Yan Sidorov, 19, and Vladislav Mordasov, 23, had taken part in one-person pickets outside the building in the southern city of Rostov-on-Don, Russian news agencies reported.

Prosecutors said they also ran a chat group on a messaging app connected to a movement that is banned in Russia for ‘extremism’.

A third man, 19-year-old Vyacheslav Shashmin, was sentenced to three years probation in the same case.

‘The court ruled that Mordasov and Sidorov be found guilty and sentenced to six years and seven months, and six years and six months in a maximum security colony, respectively,’ the Interfax news agency quoted the judge as saying.

Mordasov's lawyer told Interfax they planned to appeal the jail sentences.

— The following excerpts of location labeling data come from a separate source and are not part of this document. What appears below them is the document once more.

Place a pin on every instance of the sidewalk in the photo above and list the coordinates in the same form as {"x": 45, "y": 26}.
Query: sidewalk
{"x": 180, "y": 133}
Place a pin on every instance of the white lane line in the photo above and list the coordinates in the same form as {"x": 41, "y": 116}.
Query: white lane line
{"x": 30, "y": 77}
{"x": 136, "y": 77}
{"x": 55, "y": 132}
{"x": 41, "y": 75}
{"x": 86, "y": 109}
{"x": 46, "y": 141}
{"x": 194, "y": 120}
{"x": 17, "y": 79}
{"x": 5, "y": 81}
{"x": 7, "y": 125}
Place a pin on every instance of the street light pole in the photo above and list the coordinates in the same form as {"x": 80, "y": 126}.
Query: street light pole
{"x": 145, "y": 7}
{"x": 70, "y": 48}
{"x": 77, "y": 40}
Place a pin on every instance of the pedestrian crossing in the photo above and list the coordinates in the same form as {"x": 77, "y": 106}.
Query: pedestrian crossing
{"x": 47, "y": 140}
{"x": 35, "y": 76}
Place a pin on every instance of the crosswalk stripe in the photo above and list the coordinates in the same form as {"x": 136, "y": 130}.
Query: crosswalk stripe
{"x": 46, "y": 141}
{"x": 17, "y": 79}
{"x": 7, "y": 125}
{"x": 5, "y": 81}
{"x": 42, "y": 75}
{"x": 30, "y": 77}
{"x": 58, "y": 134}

Amnesty International said the three men were ‘prisoners of conscience detained solely for exercising their rights to freedom of expression’.

‘Throwing these human rights activists behind bars is a deplorable move which serves as an indictment of the state of the Russian justice system,’ said Denis Krivosheev, Amnesty's deputy director for Eastern Europe and Central Asia.

The sentences came after a summer of protests in Moscow that saw six people sentenced to jail terms of between two and four years.

Tens of thousands of people took to the streets of the capital to demand free and fair local elections.